До пятницы были какие-то дела, и наш разговор я не вспоминал, только подумал, что ему все-таки трудно писать, просто невероятно трудно физически. Если бы у него был магнитофон, он мог бы наговаривать свои мысли, а потом все это можно было бы расшифровать и напечатать.

С кем можно было бы поговорить насчет магнитофона?

Как ему не хватает общения, разнообразных и интересных людей! Надо как-то привлечь к нему внимание... Может быть, я все-таки напишу о нем...

В пятницу утром я позвонил. Трубку снял почему-то не Эрик, а Миша.

— Здравствуй, Миша, я сегодня собираюсь к шефу, как он себя чувствует?

Миша не ответил. И снова я услышал этот шорох, это верещание песчинок, и сама пауза и это расслабленное, раздавленное «аллё» уже несли что-то мною еще не осознанное, но уже приближающееся и неотвратимое.

— Что ты молчишь, Мишка?

— Он... Он...

— Когда? — спрашиваю я.

— Сегодня, в шесть утра. ...Никак не мог уснуть. Потом заснул и не проснулся.

И вот снова этот серый, пепельный двор крематория, конвейер автобусов, цветов, слез.

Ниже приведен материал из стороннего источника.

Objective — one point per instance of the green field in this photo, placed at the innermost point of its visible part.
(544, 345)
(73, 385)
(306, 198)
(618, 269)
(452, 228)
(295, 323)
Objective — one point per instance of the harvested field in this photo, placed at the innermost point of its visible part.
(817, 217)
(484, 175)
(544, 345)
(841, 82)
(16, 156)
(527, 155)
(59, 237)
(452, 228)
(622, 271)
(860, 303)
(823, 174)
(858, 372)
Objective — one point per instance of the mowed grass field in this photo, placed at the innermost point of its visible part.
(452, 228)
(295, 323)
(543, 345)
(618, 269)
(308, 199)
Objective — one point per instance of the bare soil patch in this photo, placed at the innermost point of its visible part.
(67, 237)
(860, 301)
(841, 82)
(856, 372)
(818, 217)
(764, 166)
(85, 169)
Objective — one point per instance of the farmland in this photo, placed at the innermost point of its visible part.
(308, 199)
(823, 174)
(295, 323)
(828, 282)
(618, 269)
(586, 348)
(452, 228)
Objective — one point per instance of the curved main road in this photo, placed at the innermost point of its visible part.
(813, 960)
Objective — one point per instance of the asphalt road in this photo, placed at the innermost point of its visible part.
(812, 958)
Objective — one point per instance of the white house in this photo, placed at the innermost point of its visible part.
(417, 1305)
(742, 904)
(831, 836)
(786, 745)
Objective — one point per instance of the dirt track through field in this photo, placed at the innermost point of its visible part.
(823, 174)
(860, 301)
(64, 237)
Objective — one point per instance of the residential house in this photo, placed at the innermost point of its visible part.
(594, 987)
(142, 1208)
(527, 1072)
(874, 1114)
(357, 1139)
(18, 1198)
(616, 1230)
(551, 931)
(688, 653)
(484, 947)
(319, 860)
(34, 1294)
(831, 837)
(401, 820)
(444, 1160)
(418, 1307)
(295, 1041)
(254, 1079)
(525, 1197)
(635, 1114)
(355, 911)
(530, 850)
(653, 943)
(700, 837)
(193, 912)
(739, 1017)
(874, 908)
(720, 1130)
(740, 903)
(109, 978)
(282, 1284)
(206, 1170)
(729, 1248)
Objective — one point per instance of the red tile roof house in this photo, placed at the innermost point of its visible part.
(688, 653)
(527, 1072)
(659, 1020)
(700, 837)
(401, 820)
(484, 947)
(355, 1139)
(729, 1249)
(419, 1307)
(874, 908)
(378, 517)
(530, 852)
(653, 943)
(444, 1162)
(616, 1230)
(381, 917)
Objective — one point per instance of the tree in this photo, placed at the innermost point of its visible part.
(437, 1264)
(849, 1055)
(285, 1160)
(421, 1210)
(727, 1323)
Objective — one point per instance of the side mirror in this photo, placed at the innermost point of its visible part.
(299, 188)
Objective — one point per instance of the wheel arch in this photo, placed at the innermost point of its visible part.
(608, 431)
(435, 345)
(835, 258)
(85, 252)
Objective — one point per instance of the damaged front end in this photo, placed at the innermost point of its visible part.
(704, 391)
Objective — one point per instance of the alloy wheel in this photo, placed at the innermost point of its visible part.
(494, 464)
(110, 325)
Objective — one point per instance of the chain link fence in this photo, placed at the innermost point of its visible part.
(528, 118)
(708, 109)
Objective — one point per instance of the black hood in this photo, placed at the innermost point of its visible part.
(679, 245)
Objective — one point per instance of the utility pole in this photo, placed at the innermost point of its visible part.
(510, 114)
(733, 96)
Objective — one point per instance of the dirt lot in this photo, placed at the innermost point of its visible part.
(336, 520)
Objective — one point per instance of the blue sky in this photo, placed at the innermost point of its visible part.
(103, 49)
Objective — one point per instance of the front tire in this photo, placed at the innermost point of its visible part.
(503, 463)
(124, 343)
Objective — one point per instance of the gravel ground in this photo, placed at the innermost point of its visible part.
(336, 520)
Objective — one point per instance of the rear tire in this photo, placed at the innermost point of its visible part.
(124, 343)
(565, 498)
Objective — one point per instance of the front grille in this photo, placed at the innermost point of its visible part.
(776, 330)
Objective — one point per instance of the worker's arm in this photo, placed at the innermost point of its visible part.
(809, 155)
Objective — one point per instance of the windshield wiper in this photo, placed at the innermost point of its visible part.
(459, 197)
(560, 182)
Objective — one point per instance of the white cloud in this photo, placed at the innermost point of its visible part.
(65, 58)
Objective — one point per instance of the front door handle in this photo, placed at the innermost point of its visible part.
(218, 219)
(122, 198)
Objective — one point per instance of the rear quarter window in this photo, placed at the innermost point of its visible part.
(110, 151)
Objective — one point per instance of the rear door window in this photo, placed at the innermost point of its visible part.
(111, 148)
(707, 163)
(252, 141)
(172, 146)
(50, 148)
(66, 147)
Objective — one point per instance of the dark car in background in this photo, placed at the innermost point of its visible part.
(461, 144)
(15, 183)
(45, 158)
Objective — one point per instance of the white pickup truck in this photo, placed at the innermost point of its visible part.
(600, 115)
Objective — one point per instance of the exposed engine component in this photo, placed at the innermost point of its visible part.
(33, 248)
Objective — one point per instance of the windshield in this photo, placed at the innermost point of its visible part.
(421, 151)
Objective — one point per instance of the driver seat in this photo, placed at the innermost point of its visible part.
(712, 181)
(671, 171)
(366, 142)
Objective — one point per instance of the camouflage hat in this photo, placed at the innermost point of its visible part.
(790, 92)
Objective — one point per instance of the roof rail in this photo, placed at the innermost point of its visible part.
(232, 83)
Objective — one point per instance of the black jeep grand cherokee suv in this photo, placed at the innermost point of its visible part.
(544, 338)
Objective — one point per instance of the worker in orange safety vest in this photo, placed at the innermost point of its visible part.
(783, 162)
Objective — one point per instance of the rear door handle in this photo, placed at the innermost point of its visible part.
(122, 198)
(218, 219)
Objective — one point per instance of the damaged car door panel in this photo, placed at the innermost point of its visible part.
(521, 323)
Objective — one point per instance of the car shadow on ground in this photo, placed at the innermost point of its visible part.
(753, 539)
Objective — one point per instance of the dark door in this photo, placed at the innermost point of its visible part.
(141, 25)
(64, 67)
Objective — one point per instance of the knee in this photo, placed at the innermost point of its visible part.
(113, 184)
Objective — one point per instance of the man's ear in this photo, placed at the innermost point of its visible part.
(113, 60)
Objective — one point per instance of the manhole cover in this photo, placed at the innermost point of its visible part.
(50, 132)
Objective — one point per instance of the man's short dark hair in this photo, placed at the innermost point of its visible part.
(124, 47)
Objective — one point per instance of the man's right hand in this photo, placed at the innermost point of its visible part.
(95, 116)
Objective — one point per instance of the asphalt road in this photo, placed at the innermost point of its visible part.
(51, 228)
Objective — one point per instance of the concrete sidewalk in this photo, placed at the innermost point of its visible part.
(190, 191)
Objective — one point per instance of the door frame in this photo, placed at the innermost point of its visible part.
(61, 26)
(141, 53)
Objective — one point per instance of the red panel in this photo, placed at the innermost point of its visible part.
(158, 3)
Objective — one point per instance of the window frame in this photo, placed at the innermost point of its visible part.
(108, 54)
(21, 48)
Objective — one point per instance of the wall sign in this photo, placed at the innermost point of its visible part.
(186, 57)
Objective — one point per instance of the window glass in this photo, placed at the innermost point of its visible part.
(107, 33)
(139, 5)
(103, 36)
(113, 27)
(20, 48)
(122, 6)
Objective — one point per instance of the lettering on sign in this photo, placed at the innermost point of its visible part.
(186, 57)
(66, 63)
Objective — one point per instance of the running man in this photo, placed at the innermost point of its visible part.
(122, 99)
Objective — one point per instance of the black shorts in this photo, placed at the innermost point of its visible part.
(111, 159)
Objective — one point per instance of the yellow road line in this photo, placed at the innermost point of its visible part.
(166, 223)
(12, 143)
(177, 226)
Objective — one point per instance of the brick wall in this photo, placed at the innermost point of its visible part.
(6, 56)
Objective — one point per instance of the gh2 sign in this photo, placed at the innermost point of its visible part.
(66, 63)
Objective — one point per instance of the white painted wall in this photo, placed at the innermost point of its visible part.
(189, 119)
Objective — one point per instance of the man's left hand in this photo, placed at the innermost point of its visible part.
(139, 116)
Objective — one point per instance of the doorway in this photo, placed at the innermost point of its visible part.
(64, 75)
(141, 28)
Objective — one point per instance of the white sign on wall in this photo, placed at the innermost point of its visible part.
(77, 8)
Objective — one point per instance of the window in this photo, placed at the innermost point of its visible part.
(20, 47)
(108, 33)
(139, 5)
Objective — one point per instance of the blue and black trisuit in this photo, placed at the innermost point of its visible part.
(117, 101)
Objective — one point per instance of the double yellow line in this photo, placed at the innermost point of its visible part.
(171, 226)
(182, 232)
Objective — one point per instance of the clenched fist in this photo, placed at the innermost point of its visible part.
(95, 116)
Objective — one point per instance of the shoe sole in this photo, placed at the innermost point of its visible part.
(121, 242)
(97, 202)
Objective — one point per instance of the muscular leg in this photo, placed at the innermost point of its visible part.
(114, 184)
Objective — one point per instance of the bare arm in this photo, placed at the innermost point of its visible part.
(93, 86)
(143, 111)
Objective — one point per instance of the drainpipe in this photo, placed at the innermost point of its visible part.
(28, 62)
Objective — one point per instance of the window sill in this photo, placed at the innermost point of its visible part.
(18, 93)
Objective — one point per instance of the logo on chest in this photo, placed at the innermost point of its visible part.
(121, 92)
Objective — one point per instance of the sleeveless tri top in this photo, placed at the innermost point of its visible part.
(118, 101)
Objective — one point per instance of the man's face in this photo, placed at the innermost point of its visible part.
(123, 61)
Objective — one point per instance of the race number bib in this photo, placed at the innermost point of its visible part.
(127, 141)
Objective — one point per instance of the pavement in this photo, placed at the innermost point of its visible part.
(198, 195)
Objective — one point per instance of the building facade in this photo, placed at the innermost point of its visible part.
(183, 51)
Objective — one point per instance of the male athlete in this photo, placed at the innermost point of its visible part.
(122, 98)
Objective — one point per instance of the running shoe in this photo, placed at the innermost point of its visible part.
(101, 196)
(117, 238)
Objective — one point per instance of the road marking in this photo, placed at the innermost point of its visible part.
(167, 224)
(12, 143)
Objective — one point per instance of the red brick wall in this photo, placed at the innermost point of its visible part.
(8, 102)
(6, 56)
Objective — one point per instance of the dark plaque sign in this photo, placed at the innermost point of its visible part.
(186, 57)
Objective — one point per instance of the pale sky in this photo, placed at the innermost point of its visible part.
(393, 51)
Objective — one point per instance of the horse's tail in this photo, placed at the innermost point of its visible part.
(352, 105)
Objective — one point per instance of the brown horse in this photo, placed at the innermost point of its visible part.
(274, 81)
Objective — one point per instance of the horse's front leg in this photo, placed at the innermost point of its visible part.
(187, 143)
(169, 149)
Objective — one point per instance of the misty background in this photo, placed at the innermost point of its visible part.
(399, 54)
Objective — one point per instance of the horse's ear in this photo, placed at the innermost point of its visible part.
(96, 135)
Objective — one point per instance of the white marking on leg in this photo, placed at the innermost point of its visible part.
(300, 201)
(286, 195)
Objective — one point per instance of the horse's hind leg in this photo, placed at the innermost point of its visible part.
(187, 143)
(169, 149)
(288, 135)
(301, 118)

Я-то уже знаю дорогу сюда и здешний порядок. Я уже провожал этим маршрутом родных, друзей, а Мишка никогда.

Поэтому он так потерянно стоит в мерцающем по-церковному зале, стоит, опираясь на колонну, и орган обрушивается на него, как обрушивается на человека море в первый раз — сшибает с ног и тащит в глубину.

В глубину, в непонятную нам бездну уплывает лодка с человеком.

А на улице за воротами — солнечный свет и дождь.

Дождь идет весь июль, и шел всю ночь в четверг, когда наш Эрик силился и не мог заснуть. Последнее, что он видел в своей жизни, это был рассвет, некрепкое, зыбкое солнце и бурный, не иссякающий ни на секунду летний дождь.